2012-06-18 Data Management R

As part of an assignment for a course I’m taking on the Applications of Mixed Models, we were asked to partition a multi-level dataset into two components: a training and a testing set. In most applications, this is rather straight-forward, since we can just randomly sample half of our subjects and assign them to the training set, and allocate the other half to testing the model (e.g. using the split command, or daply from the plyr package). However, in mixed models, it is slightly more complicated. As Snijders and Bosker point out, “since the two subsets should be independent, it would be best to select half the schools [the level 2 clustering variable] at random and use all pupils in these schools for one subset, and the other schools and their pupils for the other” (2012, p. 126). In this post, I explain a function in R that allows us to split a dataframe into these two components.

This function, splitdfbygp (for split dataframe by group), takes four arguments: df, a dataframe; group, the name of the grouping variable (e.g. “school”); prop, a value between 0 and 1 indicating the proportion for the split (defaults to .5 for a 50/50 split); and seed, where the user can supply a seed value in case they want the case selection to be replicable. The function is as follows:

splitdfbygp <- function(df, group, prop = .5, seed = NULL) { 
     if(missing(group)) stop('Level 2 grouping variable required.') 
     if(prop > 1.0 || prop < 0.0) stop('Split needs to be between .00 and 1.0')
     if(!(group %in% colnames(df))) stop('Grouping variable needs to be a column within the dataframe.')
     if (!is.null(seed)) set.seed(seed)
     gp <- df[, group]
     ugp <- unique(gp) 
     index <- 1:length(ugp)

     trainindex <- sample(index, trunc(length(index) * prop)) 
     ugp <- as.data.frame(ugp)
     trainind <- ugp[trainindex, ] 

     trainset <- df[df[,group] %in% trainind, ] 
     testset <- df[!df[,group] %in% trainind, ]

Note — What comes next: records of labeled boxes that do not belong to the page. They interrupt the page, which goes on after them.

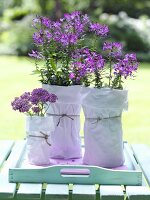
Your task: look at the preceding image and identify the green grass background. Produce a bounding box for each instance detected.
[0,56,150,145]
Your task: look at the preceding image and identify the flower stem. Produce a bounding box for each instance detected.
[109,59,112,87]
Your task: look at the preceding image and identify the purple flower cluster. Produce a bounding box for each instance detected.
[90,23,109,37]
[30,11,90,47]
[29,50,43,59]
[29,11,138,88]
[69,48,105,82]
[11,88,57,116]
[103,42,122,58]
[114,53,139,79]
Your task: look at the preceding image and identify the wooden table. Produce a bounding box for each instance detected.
[0,140,150,200]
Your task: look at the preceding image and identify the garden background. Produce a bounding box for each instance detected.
[0,0,150,145]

     invisible(list(trainset=trainset, testset=testset))
}

Testing the function:

First, obtain the datasets for Snijders and Bosker’s book from this link.

mlbook_red <- read.table("mlbook2_r.dat", header=TRUE) # Load the data. 
head(mlbook_red) # Included variables - "schoolnr" is level 2.

split <- splitdfbygp(mlbook_red, "schoolnr", seed=83)
str(split) # Resulting object is a list with two components.
lapply(split, head)

training <- split$trainset
testing <- split$testset

unique(training$school) # School IDs in training dataset.
unique(testing$school) # School IDs in testing dataset.
length(unique(training$school)) # 105 schools.
length(unique(testing$school)) # 106 schools.

And there you have it! A dataframe split into training and testing datasets, adhering to the independence of schools rather than of pupils. Many thanks to Phil Chalmers for his assistance in tweaking the above code.